HARTFORD, Conn. (AP) — Former Connecticut Gov. John G. Rowland's federal conspiracy trial may hinge on a cryptic email in which he acknowledged an offer to become a paid consultant for a nursing home company owned by a political candidate's husband.
Rowland, who is set to go on trial Wednesday, is accused of accepting $35,000 in consulting fees from Lisa Wilson-Foley's 2012 congressional campaign disguised as payments from the nursing home chain.
Rowland says he did nothing wrong. He has pleaded not guilty to conspiracy, falsifying records in a federal investigation, causing false statements to be made to the Federal Election Commission and causing illegal campaign contributions.
Foley and his wife pleaded guilty in March to conspiring to make illegal campaign contributions.
Prosecutors say the Foleys came up with the plan to hide Rowland's campaign role amid concern they would be criticized if it were discovered they paid for advice from an ex-convict. Rowland served 10 months in prison after pleading guilty almost a decade ago to accepting gifts while in office.
"Had a brief chat with Lisa," Rowland wrote to an email Brian Foley. "I get it. Let's you and I meet."
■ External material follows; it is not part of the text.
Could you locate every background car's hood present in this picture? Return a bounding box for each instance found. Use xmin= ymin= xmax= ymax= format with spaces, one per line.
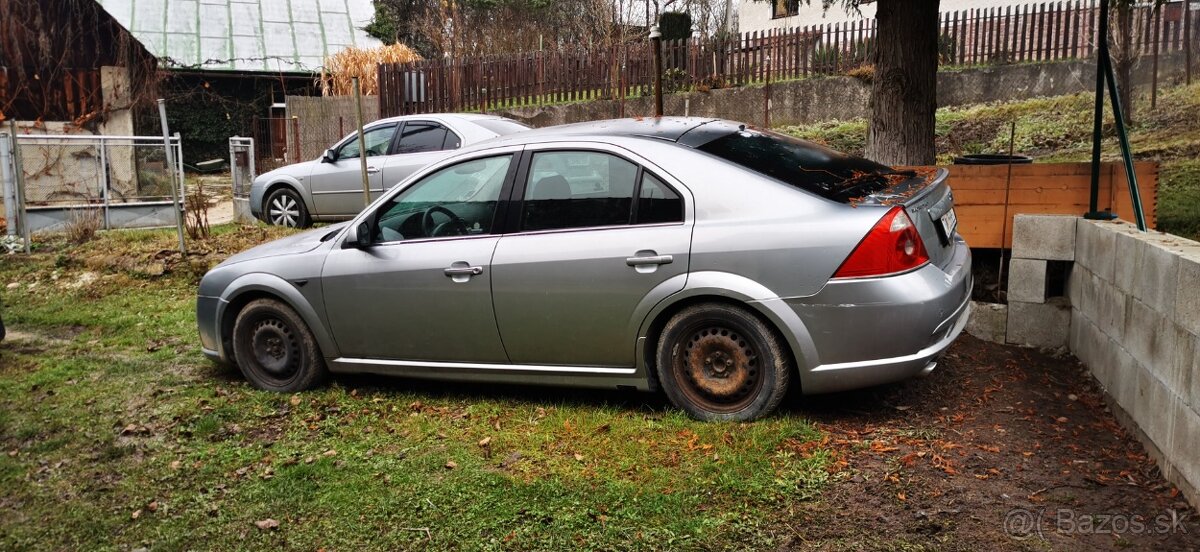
xmin=259 ymin=160 xmax=318 ymax=181
xmin=219 ymin=222 xmax=348 ymax=267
The government alleges the email is evidence of the conspiracy. Rowland's attorneys argue he was simply showing that he understood that the Foleys wanted him to work for the business and not the campaign.
Rowland's lawyers have attempted to block Foley from giving another interpretation of what Rowland meant in that email.
Foley is expected to testify that Rowland approached the couple to offer his services as a political consultant. He also is expected to testify that the amount of the payment was based on Rowland's assertions that a rival candidate, Mark Greenberg, had offered to pay him $7,500 to $8,000 a month, which prosecutors say also was to be hidden.
"Mr. Foley responded to this prospect by offering Mr. Rowland a consulting agreement with (the nursing home chain)," prosecutors wrote in a court filing. "They then negotiated Mr. Rowland's rate by negotiating down from the rate Mr. Greenberg had ostensibly offered Rowland for his campaign activities."
Judge Janet Arterton said after a hearing Tuesday that she will allow into evidence seven emails that show some communications between Foley and his lawyers may contradict his grand jury testimony. Prosecutors had accidentally given the emails to the defense along with other discovery material.
Rowland could receive another federal prison sentence if convicted.
But not everyone believes that is likely.
Hugh Keefe, a well-known trial attorney who has represented several high-profile politicians accused of corruption, said the Federal Election Commission often handles cases like this one administratively, usually with a fine.
"I think people can honestly ponder why the federal government is pouring time, money and resources into this prosecution, because it's a relatively small amount of money involved and John Rowland is now a private citizen," said Keefe, who is representing several potential witnesses in the case. "By federal standards, it's on the lower end of the scale as far as crimes go."